Lewis’s research looks at the role that digital technologies play in visual journalism. In particular he is focused on the ways that these technologies shape the work of the picture editors who select news imagery, and through this shaping, how these technologies might also subtly shape the type of media representations that are possible. At the root of this is a concern with the ‘world making’ power of photography, and the role it plays not solely as an illustration of the news, but as something which fundamentally shapes our understanding of news events.
Lewis studied history at the University of Warwick, worked for the World Health Organisation, and in the media, and then studied documentary photography at the University of the Arts London, where he is now Senior Lecturer in Photojournalism and Documentary Photography.

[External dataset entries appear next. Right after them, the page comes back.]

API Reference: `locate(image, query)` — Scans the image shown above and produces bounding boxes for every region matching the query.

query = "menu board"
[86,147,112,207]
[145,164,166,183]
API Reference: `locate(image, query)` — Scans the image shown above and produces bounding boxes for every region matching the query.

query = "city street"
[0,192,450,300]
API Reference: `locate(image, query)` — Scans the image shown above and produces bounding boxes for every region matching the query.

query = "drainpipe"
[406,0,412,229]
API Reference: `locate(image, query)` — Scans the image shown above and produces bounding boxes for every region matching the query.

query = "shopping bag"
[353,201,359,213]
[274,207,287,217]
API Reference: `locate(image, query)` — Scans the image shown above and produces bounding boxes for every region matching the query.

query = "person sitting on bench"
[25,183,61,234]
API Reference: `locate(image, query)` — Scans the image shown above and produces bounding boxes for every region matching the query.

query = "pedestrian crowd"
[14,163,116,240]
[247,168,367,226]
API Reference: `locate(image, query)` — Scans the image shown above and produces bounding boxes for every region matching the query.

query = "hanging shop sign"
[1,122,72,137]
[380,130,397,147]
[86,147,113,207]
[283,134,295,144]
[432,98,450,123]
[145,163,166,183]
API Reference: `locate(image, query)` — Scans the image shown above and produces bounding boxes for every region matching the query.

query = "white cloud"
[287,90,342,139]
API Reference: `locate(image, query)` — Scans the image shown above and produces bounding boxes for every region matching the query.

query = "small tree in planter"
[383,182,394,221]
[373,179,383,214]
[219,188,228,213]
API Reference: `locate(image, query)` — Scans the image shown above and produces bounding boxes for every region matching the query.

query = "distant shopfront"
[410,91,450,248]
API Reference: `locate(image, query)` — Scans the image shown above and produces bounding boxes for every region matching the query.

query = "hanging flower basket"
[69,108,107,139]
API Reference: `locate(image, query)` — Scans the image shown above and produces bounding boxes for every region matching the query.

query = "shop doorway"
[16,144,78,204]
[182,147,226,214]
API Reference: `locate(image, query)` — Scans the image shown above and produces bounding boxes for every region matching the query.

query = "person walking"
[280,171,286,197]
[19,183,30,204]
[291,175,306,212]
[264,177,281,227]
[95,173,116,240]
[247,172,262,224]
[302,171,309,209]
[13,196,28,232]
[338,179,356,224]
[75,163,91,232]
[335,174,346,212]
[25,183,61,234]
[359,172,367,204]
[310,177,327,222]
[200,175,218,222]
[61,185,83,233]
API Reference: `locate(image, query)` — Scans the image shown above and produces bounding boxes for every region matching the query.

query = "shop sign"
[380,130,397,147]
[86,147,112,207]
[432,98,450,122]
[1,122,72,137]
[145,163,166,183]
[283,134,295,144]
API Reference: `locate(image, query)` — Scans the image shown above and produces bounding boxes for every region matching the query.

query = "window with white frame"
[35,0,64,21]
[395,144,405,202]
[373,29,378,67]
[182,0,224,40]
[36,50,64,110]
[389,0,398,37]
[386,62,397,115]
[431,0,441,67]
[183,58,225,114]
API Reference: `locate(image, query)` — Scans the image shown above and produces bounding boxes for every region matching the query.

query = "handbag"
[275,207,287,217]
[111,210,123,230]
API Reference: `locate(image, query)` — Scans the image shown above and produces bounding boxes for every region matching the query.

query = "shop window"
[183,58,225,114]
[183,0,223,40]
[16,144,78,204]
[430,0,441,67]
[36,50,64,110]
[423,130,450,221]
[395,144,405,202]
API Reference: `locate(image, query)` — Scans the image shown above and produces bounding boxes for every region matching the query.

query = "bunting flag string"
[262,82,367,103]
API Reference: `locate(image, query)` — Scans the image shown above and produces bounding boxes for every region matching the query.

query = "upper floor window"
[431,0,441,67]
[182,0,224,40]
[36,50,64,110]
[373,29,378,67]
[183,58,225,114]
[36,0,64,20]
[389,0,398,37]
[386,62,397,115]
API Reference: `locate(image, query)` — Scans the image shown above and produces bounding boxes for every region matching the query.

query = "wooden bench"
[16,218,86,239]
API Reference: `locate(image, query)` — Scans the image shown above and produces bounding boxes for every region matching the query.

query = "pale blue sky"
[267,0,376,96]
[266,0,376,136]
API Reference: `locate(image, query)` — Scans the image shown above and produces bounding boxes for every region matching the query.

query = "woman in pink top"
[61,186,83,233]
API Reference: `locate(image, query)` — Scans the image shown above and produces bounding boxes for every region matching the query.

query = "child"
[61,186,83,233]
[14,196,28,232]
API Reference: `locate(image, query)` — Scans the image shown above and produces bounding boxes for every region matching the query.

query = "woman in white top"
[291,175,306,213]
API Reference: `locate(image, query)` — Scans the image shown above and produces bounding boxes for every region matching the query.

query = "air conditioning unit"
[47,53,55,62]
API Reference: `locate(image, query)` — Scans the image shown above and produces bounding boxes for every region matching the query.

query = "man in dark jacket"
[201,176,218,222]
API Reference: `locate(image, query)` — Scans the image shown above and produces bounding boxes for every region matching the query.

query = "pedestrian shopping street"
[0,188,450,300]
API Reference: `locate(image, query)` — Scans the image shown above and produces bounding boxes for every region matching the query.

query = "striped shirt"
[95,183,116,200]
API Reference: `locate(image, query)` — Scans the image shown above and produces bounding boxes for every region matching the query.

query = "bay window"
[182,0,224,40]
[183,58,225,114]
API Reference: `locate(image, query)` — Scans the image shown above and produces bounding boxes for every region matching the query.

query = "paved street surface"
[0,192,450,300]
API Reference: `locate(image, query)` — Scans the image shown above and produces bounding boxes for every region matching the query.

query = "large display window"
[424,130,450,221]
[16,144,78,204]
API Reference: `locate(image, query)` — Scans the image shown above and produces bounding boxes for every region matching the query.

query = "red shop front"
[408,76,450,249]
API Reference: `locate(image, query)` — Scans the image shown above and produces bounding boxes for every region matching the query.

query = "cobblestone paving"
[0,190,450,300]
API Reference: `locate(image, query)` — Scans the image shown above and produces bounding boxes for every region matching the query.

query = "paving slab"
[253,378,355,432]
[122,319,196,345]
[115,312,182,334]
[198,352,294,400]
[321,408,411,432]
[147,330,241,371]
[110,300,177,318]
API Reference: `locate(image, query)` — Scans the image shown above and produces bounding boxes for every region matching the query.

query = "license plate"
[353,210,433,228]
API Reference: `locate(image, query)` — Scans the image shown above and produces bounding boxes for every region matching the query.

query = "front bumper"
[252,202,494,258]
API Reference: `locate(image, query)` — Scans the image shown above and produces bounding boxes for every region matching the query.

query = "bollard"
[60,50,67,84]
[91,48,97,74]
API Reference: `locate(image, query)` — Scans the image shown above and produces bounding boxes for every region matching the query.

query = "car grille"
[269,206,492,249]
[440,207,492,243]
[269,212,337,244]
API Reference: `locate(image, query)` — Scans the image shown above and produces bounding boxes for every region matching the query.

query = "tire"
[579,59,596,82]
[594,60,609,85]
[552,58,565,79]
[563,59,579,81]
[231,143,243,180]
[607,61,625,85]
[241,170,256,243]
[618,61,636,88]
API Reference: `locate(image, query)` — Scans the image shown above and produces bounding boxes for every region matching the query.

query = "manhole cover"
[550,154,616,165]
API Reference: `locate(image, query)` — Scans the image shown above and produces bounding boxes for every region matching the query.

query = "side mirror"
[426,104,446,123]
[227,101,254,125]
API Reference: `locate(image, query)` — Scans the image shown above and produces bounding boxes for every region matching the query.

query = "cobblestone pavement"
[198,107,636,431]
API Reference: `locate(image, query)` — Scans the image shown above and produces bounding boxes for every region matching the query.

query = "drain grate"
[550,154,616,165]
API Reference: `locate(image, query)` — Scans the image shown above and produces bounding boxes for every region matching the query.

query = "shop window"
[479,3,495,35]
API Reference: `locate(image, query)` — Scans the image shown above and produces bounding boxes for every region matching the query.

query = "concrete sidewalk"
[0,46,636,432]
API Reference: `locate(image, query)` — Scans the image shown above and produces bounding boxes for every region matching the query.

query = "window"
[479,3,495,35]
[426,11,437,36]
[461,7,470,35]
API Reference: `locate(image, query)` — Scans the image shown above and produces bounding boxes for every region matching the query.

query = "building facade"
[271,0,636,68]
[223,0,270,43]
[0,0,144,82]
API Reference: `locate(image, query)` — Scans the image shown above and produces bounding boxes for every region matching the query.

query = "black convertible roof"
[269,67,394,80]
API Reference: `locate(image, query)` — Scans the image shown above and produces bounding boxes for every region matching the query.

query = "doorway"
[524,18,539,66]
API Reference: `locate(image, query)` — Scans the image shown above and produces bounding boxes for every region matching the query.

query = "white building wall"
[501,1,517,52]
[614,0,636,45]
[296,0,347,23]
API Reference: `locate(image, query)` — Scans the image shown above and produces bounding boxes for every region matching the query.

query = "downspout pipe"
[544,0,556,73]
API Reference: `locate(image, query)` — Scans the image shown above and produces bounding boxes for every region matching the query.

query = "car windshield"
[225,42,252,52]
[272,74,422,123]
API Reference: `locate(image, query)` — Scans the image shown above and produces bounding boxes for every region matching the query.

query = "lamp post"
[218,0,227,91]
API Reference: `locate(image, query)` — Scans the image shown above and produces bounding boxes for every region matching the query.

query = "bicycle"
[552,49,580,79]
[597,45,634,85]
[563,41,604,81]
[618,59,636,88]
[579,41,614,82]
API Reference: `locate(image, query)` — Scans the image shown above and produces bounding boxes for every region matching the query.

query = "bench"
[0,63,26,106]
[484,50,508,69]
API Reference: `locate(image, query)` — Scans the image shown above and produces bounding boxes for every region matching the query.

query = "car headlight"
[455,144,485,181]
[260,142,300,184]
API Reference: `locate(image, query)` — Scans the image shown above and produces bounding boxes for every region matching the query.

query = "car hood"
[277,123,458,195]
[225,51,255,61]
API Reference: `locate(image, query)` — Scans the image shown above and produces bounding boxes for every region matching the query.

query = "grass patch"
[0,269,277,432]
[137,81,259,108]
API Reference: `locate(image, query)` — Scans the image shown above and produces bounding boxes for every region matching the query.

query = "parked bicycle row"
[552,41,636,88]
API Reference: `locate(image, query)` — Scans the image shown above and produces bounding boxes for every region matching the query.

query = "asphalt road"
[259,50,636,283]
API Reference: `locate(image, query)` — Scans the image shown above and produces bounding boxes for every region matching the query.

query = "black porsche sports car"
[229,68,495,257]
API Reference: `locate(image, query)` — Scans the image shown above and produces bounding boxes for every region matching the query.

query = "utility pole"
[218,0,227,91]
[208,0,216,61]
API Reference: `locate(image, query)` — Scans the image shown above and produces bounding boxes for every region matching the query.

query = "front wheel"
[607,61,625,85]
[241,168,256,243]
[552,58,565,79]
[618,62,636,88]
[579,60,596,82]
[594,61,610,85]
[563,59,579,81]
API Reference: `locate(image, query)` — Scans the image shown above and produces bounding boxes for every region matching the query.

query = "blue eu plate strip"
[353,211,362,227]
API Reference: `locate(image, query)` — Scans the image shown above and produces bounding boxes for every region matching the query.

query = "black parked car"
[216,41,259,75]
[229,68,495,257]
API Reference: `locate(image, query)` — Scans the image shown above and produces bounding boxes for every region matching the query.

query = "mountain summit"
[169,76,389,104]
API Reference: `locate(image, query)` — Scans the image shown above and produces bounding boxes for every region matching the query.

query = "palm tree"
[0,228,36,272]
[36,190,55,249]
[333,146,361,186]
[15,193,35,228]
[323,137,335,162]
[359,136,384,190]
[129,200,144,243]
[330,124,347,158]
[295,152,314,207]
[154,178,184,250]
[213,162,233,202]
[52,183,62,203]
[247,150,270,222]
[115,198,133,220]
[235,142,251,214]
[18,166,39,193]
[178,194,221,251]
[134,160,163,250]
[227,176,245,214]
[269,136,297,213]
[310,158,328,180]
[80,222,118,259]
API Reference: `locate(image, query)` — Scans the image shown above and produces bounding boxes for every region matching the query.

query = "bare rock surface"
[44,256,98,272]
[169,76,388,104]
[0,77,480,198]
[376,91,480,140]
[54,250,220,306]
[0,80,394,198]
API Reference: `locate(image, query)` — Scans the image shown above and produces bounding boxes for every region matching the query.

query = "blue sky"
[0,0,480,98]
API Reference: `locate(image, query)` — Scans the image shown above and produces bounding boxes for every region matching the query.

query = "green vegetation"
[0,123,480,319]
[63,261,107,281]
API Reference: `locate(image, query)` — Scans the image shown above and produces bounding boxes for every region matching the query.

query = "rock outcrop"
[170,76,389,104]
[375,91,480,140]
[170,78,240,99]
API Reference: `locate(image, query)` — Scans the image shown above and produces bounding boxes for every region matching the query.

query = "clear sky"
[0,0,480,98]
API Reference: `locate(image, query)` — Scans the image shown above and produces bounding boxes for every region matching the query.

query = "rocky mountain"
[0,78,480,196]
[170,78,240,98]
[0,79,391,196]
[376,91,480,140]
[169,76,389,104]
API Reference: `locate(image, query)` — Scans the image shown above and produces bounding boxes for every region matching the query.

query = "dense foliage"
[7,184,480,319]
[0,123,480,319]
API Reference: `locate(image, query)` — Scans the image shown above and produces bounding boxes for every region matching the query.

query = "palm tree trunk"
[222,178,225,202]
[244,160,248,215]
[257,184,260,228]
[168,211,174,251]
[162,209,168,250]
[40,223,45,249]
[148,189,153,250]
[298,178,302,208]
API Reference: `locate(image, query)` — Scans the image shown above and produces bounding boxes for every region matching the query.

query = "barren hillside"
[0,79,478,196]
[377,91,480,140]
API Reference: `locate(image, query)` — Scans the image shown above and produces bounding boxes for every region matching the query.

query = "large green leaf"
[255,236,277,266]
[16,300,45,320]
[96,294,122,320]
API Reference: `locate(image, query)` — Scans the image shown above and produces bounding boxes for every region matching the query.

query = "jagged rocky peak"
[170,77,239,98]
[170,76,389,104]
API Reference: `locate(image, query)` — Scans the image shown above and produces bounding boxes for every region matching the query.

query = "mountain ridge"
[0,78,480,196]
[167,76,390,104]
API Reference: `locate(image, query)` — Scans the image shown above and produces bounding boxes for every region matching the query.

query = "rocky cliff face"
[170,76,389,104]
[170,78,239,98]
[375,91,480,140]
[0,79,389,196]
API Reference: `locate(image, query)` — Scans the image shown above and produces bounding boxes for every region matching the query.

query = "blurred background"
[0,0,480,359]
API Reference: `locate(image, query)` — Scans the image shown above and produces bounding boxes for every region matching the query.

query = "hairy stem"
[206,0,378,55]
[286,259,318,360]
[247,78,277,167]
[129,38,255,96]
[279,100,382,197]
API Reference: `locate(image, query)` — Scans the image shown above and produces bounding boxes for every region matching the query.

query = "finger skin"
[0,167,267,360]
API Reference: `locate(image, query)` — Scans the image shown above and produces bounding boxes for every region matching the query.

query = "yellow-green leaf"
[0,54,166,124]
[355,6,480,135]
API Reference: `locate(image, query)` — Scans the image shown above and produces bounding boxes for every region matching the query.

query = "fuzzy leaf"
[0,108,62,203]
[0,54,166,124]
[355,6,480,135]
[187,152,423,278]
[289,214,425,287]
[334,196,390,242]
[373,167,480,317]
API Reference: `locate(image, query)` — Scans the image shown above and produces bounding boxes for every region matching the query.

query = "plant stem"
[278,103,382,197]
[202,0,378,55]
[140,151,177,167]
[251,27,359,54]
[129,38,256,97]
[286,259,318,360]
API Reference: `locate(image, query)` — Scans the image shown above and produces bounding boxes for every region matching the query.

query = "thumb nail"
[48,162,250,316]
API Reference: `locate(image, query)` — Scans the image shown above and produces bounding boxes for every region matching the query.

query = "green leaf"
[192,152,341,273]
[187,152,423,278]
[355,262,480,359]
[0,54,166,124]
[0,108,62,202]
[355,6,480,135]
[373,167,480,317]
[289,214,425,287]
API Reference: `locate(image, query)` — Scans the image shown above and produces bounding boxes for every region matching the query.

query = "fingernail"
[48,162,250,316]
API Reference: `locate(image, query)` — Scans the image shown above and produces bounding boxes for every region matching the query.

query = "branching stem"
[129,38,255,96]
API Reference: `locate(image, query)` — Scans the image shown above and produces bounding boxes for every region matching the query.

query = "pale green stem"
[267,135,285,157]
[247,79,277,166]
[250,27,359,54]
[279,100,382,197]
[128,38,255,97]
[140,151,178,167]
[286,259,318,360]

His documentary practice examines different forms of power in contemporary society, from workings of opaque technological systems, to the archival power to reshape history and memory. Lewis’s projects have received numerous accolades and commendations, and his books and prints are held in private and institutional collections including the Tate group, The Museum of London, The Victoria & Albert Museum, the Bodleian Library, and the Library of Congress. He also has written extensively on the practice and ethics of photojournalism and documentary photography for a range of specialist and non-specialist publications, including Frieze, Wired, Dezeen, Vice, World Press Photo Witness, The Art Newspaper, The British Journal of Photography, and Hyperallergic.